日本人女性2人目のプロゲーマーとして

――それが2016年頃ですね。その頃からeスポーツの知名度も上がっていきます。たぬかなさんは、日本人女性として2人目のプロゲーマーでビジュアルも整っているので、メディアとしては重宝されたのではないですか。

オファーはかなり来ましたね。ただ、それが嫌われる原因にもなってました。

私は女性で取り上げられやすい分、私より先輩で実績ある人が、実力はあるのに注目はされない。「俺より弱いのに女ってだけでたぬかなは仕事をいっぱいもらってる」「俺より高い金をもらってる」と嫌われましたね。やっかみに近いんですけど。

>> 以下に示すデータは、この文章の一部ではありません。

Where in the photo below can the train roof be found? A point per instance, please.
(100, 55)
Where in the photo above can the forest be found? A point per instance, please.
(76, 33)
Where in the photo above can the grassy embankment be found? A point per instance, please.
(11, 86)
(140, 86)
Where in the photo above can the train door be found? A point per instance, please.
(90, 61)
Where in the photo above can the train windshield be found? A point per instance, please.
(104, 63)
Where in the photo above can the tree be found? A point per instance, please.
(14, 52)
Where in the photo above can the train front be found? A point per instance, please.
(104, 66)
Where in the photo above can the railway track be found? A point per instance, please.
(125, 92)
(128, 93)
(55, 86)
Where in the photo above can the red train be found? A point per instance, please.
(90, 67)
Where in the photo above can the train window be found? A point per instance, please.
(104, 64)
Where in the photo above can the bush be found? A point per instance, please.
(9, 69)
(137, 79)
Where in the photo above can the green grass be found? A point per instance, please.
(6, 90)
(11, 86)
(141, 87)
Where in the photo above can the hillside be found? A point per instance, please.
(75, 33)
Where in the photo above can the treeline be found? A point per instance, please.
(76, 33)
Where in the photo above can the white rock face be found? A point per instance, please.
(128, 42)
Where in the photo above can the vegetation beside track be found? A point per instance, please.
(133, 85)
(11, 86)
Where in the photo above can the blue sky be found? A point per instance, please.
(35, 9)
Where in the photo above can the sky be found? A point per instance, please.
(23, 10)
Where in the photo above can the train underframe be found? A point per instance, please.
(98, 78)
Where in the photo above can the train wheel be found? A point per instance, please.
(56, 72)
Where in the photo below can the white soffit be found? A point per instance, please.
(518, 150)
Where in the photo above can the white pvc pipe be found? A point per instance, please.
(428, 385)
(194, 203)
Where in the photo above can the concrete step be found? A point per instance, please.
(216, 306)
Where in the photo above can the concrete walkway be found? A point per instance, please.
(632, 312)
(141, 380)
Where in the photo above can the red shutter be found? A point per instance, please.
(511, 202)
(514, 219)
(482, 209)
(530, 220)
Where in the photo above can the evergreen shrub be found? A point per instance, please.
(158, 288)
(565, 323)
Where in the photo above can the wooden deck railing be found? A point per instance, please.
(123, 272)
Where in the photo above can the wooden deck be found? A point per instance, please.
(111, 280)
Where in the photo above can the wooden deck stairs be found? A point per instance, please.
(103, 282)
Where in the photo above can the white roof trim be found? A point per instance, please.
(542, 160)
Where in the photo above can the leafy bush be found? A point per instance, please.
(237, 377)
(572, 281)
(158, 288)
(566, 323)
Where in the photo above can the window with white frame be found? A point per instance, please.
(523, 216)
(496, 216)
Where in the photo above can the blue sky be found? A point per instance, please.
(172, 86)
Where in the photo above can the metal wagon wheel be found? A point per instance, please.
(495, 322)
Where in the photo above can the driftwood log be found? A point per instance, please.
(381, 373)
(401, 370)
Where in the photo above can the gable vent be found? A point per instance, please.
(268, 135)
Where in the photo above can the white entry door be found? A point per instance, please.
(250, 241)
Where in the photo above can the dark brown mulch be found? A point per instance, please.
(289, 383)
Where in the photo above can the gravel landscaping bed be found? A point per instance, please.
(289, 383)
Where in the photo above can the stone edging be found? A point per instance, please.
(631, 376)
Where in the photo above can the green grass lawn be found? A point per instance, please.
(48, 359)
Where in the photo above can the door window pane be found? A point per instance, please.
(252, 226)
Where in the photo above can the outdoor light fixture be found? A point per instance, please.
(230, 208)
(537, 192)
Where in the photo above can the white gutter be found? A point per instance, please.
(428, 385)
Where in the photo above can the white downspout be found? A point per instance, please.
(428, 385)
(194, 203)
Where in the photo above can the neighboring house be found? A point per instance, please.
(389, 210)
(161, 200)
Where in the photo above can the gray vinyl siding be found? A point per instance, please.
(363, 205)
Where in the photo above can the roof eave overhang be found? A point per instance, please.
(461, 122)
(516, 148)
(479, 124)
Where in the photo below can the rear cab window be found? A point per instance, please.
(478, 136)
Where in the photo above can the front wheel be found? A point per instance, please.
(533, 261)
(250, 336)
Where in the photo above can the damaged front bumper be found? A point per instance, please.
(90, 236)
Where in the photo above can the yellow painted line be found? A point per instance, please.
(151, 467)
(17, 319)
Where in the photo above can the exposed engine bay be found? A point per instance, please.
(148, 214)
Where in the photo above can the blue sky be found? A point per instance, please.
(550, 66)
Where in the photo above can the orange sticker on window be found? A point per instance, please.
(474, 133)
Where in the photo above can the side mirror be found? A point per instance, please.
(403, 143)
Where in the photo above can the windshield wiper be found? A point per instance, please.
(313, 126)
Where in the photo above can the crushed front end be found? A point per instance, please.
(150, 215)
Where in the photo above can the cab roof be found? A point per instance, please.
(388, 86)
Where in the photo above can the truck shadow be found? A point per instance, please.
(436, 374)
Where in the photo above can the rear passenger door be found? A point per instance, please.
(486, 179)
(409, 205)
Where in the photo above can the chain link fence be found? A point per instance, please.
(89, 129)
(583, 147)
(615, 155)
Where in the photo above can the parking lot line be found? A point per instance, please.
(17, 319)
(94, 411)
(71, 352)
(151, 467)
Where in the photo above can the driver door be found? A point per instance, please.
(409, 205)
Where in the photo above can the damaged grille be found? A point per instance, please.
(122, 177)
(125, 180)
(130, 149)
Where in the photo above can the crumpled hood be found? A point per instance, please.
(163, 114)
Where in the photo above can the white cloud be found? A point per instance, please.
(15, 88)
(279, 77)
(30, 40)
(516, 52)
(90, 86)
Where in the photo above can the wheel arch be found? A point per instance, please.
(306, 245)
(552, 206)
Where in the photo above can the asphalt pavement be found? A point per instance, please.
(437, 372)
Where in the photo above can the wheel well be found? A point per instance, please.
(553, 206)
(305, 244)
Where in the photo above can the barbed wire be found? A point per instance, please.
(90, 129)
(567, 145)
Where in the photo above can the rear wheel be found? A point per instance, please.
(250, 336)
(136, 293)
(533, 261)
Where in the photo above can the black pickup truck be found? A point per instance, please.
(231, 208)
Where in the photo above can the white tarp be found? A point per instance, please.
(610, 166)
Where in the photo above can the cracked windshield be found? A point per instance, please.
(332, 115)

当時は若かったし「どうして」「私は頑張ってるだけなのに」と、なんで嫌われとるのかもよくわからなかった。可愛い時代でした。

炎上騒動後5000万円でAVオファー、鬼のように届くパパ活の誘い、会社員時代には激務で失禁…。日本人女性として2人目のプロゲーマー・たぬかなの理不尽な誹謗中傷に負けない生き方_6
すべての画像を見る

――女性プロゲーマーというだけで理不尽な誹謗中傷も多かったそうですね。

勝ったら「裏で男が代打ちしてる」と言われて、負けたら負けたで誹謗中傷される。ゲーム社会自体が女にとってはやっぱり生きづらくはありましたね。誹謗中傷に対して、今ほど達観はできていなくて、いちいち怒って、いちいち反論してました。

――今はそうした誹謗中傷にはある程度は耐性がついているんですか。

今はブスとか言われても怒らないですね。ただ「俺は正しい」と思ってるやつがめっちゃ多くて「なんで、この世の中って頭の悪い人がこんなにたくさんいるんだろう」ってけっこう絶望してます。ストレス解消でやってるかもしれないんですけど、その心の小ささに。

スシローで炎上した高校生の通う学校に電話するのはいきすぎた正義感じゃないですか。私が炎上した時も実家にすごい電話がかかってきた。しかもおとんや弟が出たら電話を切って、おかんやバアちゃんが出たら怒鳴って、電話口で謝罪させるんです。

自分が正義だと主張して気持ち良くなるために、そういうことをするのが本当に気持ち悪い。ちょっと頭が良ければ、絶対そんなことしないんですけどね。やってることが気持ち悪いって自分でわかるから。